6. Rechtlich hat der Unabhängige Verwaltungssenat erwogen:
Die Meldepflicht setzt einerseits einen Vorfall (Verkehrsunfall) und andererseits ein Wissen (müssen) eines solchen voraus. Dabei ist aber nicht unbedingt das positive Wissen vom Verkehrsunfall und vom ursächlichen Zusammenhang erforderlich, sondern es genügt – da der Anwendungsbereich des § 4 StVO in diesem Zusammenhang nicht ausdrücklich auf die Schuldform des Vorsatzes beschränkt ist (§ 5 VStG) – wenn die betreffende Person bei gehöriger Aufmerksamkeit den Verkehrsunfall und den ursächlichen Zusammenhang hätte erkennen können (siehe Pürstl - Somereder, Kommentar zur StVO, 11. Auflage, S 69 Rn 34, sowie – unter vielen – VwGH 23.5.2002, 2001/03/0417, VwGH 13.2.1991, 90/03/0114 mit Hinweis auf VwGH 9.9.1981, 81/03/0125 u. VwGH 31.1.1986, 85/18/0367).

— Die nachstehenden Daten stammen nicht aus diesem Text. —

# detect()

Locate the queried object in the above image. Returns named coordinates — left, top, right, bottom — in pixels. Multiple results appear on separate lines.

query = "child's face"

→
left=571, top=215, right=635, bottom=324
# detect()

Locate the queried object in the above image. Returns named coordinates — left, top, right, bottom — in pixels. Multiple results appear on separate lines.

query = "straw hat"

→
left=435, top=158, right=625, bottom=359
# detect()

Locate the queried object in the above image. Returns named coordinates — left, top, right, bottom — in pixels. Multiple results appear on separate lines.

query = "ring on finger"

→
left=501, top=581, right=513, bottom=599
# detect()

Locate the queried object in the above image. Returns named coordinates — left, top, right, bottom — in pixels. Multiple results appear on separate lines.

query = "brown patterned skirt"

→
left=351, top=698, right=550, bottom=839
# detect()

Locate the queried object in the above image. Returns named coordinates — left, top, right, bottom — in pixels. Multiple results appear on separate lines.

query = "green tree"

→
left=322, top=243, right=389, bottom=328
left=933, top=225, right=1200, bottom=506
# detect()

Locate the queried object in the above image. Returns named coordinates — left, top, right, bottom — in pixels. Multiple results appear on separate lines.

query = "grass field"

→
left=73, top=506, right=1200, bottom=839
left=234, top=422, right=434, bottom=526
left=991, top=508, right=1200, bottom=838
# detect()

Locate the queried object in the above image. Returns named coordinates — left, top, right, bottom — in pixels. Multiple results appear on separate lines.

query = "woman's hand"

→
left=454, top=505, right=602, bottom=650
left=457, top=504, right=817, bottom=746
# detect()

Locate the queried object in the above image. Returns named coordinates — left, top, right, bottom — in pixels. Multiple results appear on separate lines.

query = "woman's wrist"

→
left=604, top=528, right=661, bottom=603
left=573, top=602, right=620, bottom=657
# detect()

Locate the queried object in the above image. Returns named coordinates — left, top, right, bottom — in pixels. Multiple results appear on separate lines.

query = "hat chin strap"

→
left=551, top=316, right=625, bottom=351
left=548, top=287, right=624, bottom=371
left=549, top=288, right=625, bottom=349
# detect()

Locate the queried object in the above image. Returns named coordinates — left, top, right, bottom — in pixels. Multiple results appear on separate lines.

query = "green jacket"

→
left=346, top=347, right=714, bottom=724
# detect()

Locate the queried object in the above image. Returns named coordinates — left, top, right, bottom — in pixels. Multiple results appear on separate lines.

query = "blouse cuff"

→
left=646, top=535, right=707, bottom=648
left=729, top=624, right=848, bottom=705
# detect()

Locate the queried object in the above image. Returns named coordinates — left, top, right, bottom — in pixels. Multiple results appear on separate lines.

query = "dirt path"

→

Da hier letztlich weder von einem erwiesenen, nämlich dem Berufungswerber zuzurechnenden, Sachschaden an sich ausgegangen werden kann, und – falls tatsächlich der geringfügige Schaden von Berufungswerber verursacht worden sein sollte - letztlich in dessen Nichterkennen ein schuldhaftes Verhalten nicht mit Sicherheit zu erblicken wäre, war mangels Tatbestand das angefochtene Straferkenntnis zu beheben und das Verwaltungsstrafverfahren nach § 45 Abs.1 Z1 VStG zumindest im Zweifel einzustellen. Denn schon bei bloßem Zweifel am Tatvorwurf ist von der Fortführung eines Verwaltungsstrafverfahrens abzusehen und die Einstellung zu verfügen (vgl. VwGH 12.3.1986, 84/03/0251; ZfVB 1991/3/1122, VwGH 18.9.1991, 90/03/0266 mit Hinweis auf VwGH 8.3.1985, 85/18/0191).
Rechtsmittelbelehrung:
Gegen diesen Bescheid ist kein ordentliches Rechtsmittel zulässig.
Hinweis:
Gegen diesen Bescheid kann innerhalb von sechs Wochen ab seiner Zustellung eine Beschwerde an den Verfassungsgerichtshof und/oder an den Verwaltungsgerichtshof erhoben werden; diese muss – von gesetzlichen Ausnahmen abgesehen – jeweils von einem Rechtsanwalt oder einer Rechtsanwältin unterschrieben sein. Für jede dieser Beschwerden ist eine Gebühr von 220 Euro zu entrichten.